The village's age distribution consisted of 19.2% under the age of 18, 12.1% from 18 to 24, 17.2% from 25 to 44, 18.7% from 45 to 64, and 32.8% who were 65 years of age or older. The median age was 46.3 years. For every 100 females, there were 93.5 males. For every 100 females age 18 and over, there were 103.7 males.

The median income for a household in the village was $46,080, and the median income for a family was $73,281. Males had a median income of $45,859 versus $22,500 for females.
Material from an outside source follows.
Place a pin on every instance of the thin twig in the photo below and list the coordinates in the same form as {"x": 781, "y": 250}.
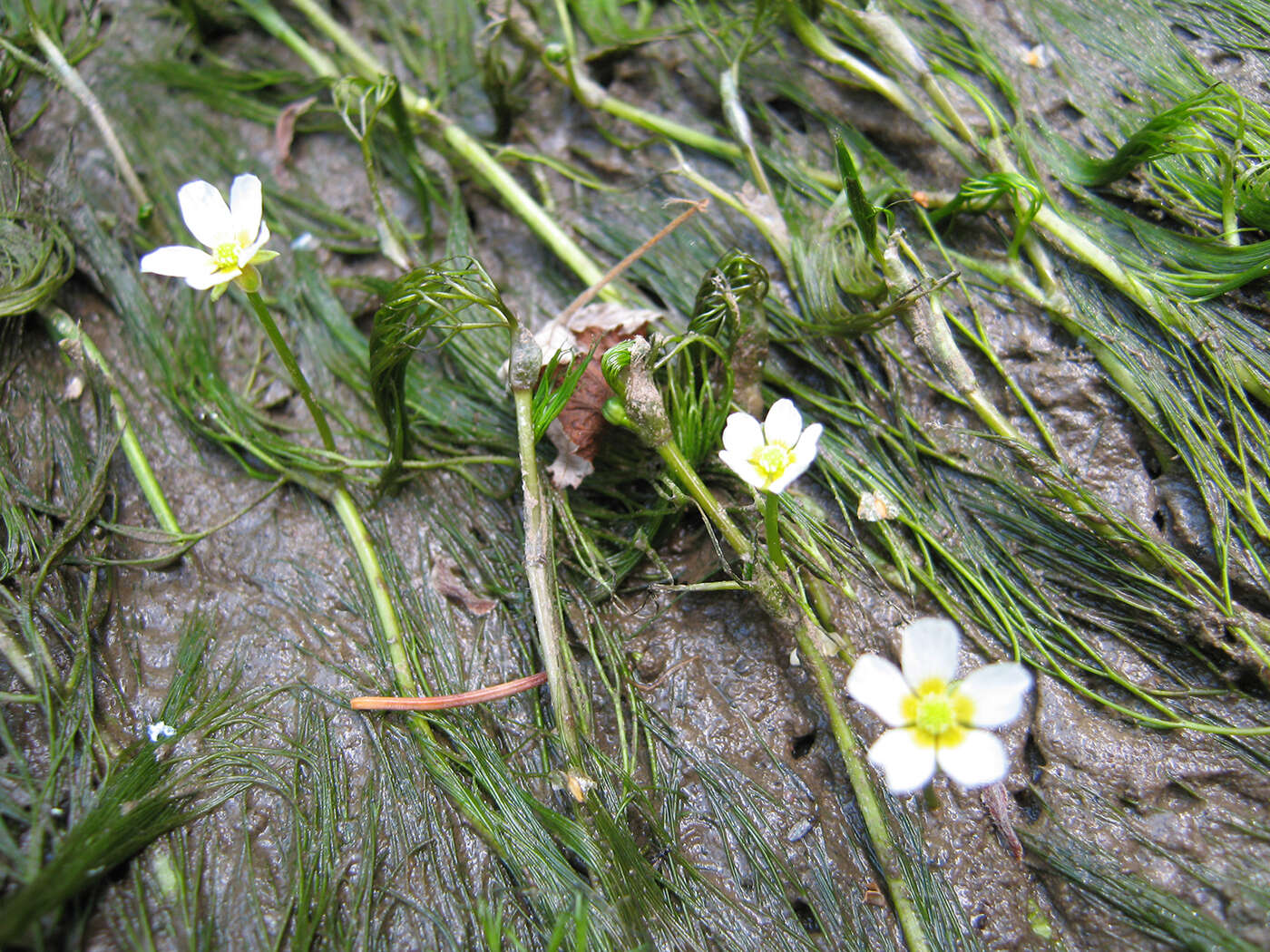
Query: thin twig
{"x": 440, "y": 702}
The per capita income for the village was $27,341. About 5.0% of families and 8.5% of the population were below the poverty line, including 11.5% of those under age 18 and 6.3% of those age 65 or over.

Historical population
| Census | Pop. | Note | %± |
| 1870 | 757 |  | — |
| 1880 | 730 |  | −3.6% |
| 1890 | 736 |  | 0.8% |
| 1900 | 681 |  | −7.5% |
| 1910 | 572 |  | −16.0% |
| 1920 | 589 |  | 3.0% |
| 1930 | 625 |  | 6.1% |
| 1940 | 645 |  | 3.2% |
| 1950 | 741 |  | 14.9% |
| 1960 | 773 |  | 4.3% |
| 1970 | 968 |  | 25.2% |
| 1980 | 965 |  | −0.3% |
| 1990 | 968 |  | 0.3% |
| 2000 | 1,052 |  | 8.7% |
| 2010 | 1,021 |  | −2.9% |
| 2020 | 896 |  | −12.2% |
U.S. Decennial Census

==Education==
It is in the Ashton Community Unit School District 275.